• 363
    bir sıfır yenilerek şampiyonlar ligi'ne gayriresmi olarak veda ettiğimiz maç. ilginç maçtı beş sıfır da yenilebilirdik iki bir de kazanabilirdik. kimse de niye fark yedik veya kazandık diyemezdi. artık madrid deplasmanından bir puan çıkarmaya çalışıp brugge kesin olarak evimizde yenmemiz gerek. hakem iyi maç yönetti. tek hatası oyunu soğutan kaleciye türk hakemi gibi uzatma dakikalarında sarı kart vermesi oldu. durağan takımımızda andone ve emre mor on bire ilk yazılması gereken futbolcularımız. hele emre mor'un sahada olduğu her an bir umuttur.
  • 367
    rahatlikla 2 gol atabilirdik... boylelikle mac 2-10 gibi biterdi.

    boyle les bir oyun olmaz. diagne cok hakli, topu ileriye tasiyamiyoruz, kimse sorumluluk almiyor; alanlari da isliklayip cezalandiran bir taraftar var ortada.

    muslera >> babel >> nagatomo >> seri >> belhanda >> lyundiama>> mariano diye kac tane top dolastirdik saydiniz mi?
    tabii babel'in alamadiklari alabildiginin 5 kati olunca tum topu ve oyunu adamlara hediye ettik.
    orta pozisyonu olur ama yerden orta sahaya oynanir, orada baski olur kaleye oynanir, kale degaj ceker top madrid'de kalir... 90 dakika boyle sapasalak sekilde gecti. delici tek bir adamimiz yok. feghouli ve emre cok gec girdiler, o zamana bizim takimin fisi cekilmisti bile.

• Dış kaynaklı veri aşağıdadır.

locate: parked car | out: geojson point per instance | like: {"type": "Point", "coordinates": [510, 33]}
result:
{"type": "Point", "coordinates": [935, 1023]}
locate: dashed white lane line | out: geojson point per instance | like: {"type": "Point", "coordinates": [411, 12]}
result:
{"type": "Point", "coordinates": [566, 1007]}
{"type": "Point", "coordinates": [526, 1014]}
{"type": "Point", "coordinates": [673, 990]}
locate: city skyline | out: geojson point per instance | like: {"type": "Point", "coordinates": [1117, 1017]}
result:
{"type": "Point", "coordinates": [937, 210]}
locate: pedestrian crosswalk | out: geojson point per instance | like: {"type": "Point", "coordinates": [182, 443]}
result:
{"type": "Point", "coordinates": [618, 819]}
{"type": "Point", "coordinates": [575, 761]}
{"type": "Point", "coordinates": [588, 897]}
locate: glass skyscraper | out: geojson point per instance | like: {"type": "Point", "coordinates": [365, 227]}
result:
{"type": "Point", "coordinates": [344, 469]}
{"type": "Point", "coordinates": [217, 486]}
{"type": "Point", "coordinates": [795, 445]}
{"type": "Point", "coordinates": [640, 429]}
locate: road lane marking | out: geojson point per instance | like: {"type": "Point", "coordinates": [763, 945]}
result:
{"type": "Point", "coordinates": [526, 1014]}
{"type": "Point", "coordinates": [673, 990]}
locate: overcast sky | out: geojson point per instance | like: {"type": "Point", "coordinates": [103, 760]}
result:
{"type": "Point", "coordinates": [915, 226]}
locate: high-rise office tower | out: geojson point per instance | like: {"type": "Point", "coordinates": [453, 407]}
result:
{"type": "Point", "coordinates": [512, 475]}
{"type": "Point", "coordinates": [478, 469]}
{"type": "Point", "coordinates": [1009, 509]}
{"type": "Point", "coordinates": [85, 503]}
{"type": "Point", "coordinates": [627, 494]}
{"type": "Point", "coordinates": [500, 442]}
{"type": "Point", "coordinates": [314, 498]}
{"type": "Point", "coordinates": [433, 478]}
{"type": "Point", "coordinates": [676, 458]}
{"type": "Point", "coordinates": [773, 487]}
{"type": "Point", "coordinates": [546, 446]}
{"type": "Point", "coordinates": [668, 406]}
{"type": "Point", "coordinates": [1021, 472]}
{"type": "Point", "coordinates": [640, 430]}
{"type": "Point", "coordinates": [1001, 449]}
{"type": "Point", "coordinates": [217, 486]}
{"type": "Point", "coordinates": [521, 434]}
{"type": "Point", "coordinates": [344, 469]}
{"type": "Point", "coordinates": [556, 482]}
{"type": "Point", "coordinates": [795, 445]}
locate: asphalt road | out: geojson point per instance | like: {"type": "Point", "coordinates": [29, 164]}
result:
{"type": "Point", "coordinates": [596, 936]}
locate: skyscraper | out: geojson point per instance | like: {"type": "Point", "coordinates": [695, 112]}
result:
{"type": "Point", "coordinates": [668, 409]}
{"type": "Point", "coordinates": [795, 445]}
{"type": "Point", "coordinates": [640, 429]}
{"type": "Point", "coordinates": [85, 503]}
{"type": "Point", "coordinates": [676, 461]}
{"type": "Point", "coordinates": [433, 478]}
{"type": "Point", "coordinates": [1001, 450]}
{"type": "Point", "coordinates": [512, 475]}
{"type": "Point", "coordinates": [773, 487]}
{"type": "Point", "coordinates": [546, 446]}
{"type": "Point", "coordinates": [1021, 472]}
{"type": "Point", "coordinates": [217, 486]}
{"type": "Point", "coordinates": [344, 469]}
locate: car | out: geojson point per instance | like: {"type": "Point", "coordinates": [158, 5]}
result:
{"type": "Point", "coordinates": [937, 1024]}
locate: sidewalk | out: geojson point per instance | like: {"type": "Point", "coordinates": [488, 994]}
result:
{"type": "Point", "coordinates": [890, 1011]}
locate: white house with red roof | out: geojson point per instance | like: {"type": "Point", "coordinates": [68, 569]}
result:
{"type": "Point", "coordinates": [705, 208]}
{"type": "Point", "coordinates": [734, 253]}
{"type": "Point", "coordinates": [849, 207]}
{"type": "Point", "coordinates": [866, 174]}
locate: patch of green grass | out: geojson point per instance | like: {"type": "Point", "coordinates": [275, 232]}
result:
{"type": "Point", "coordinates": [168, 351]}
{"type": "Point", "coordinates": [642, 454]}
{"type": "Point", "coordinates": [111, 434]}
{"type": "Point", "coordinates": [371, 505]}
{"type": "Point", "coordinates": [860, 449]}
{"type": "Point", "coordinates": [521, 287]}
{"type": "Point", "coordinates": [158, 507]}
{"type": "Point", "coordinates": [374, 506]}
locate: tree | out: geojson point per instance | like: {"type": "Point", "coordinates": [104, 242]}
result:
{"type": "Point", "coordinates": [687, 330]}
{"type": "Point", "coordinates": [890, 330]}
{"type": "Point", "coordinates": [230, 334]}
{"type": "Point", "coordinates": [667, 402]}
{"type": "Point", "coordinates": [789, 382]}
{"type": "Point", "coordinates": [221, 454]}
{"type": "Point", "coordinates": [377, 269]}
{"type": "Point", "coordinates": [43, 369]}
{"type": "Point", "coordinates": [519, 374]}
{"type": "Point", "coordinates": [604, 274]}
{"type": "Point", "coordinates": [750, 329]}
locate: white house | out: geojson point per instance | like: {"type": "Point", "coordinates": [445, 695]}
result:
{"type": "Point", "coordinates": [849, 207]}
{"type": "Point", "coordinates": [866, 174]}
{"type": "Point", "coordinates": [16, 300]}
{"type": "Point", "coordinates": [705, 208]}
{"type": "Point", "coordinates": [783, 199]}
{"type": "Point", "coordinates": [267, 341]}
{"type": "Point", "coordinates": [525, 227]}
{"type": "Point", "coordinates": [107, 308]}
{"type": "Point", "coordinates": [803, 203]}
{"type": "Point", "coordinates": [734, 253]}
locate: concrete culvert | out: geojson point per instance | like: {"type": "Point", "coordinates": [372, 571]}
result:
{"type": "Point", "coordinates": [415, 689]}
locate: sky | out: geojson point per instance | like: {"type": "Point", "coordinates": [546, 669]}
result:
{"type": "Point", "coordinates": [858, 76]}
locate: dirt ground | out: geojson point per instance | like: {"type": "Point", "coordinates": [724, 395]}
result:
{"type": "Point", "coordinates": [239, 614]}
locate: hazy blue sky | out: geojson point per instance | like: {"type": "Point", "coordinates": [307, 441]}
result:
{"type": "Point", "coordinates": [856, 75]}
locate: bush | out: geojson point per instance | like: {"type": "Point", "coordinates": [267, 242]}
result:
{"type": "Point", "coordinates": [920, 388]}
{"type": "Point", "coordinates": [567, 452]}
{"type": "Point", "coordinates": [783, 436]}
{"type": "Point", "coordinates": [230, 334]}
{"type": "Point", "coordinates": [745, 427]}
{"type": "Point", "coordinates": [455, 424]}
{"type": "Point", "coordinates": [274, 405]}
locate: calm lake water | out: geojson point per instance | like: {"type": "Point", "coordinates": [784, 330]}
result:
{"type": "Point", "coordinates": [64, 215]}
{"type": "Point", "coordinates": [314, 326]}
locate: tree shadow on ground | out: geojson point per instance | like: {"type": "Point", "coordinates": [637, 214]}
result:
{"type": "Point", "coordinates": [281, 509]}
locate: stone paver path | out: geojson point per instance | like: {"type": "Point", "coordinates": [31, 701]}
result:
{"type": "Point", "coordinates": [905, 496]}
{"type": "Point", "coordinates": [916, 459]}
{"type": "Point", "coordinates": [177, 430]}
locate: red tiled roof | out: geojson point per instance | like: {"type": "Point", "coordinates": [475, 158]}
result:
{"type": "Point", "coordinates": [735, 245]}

    bu gruptan 3. cikmamiz bizim icin en iyisi idi zaten, belki uefa'da dandik takimlar gelir de bir iki tur gecer puan toplariz.
  • 368
    bu real madrid'i yenebilecek halde değiliz ya bize yazıklar olsun. fırsatlar da yakaladık olmadı ama daha çoğunu yakalayabilecekken atak başlangıçlarında sıvadık ve kalemizde pozisyonlar verdik. hakem ise beklentimiz aksine iyi maç yönetti. sertliğe izin veren bir hakemdi.

    olmadı napalım artık. ya mucize ile orada real'i yeneceğiz ve 2.lik şansını yeniden yakalayacağız ya da 3.lükten başka hedefimiz kalmadı.
  • 369
    karşımızda şampiyonlar ligi tarihinin bu kupayı en çok kazanan takımı vardı ve ne olursa olsun mutlak galibiyete ihtiyaçları vardı. istediklerini aldılar. çok gergin olmalarından kaynaklı onlar da hata yaptı ama değerlendiremedik.
    güç farkı var beyler, çok büyük güç farkı var.
    kimi övecekseniz övün, kimi gomecekseniz gömün ama önce bunu kabul edin.
  • 371
    madrid'in formsuz haliyle 27 gol girişiminde bulunduğu maç. tekrar edeyim 27. maalesef ikinci yarı takım savunması anlamında tam anlamıyla çöktük. seri gününde değildi, belhanda maçta bile değildi, marcao zaman zaman çok basit toplar kaybetti, nagatomo-mariano ile zaten bu kadar. soso, ömer, emre gibi kan değişiklikleri de maça etki etmeyince hastayı kurtaramadık ve sonuç kaçınılmaz oldu. luyindama, muslera, nzonzi ve andone ise mücadeleleri ile takımın maça tutunmasını sağladı. günümüzde olsak galip gelebileceğimiz bir maçı özellikle ikinci yarı çaresizce teslim olarak kaybettik. savunma zafiyeti ile başlamıştım entry'e ama şampiyonlar ligi'nde gol atamayan tek takımız. yani ne savunmada ne hücumda...
  • 372
    şu maçta da tıpkı psg maçı gibi “çok iyi mücadele ettik, iyi oynadık vs.” diyenlerin ağzına kürekle vurmak istiyorum.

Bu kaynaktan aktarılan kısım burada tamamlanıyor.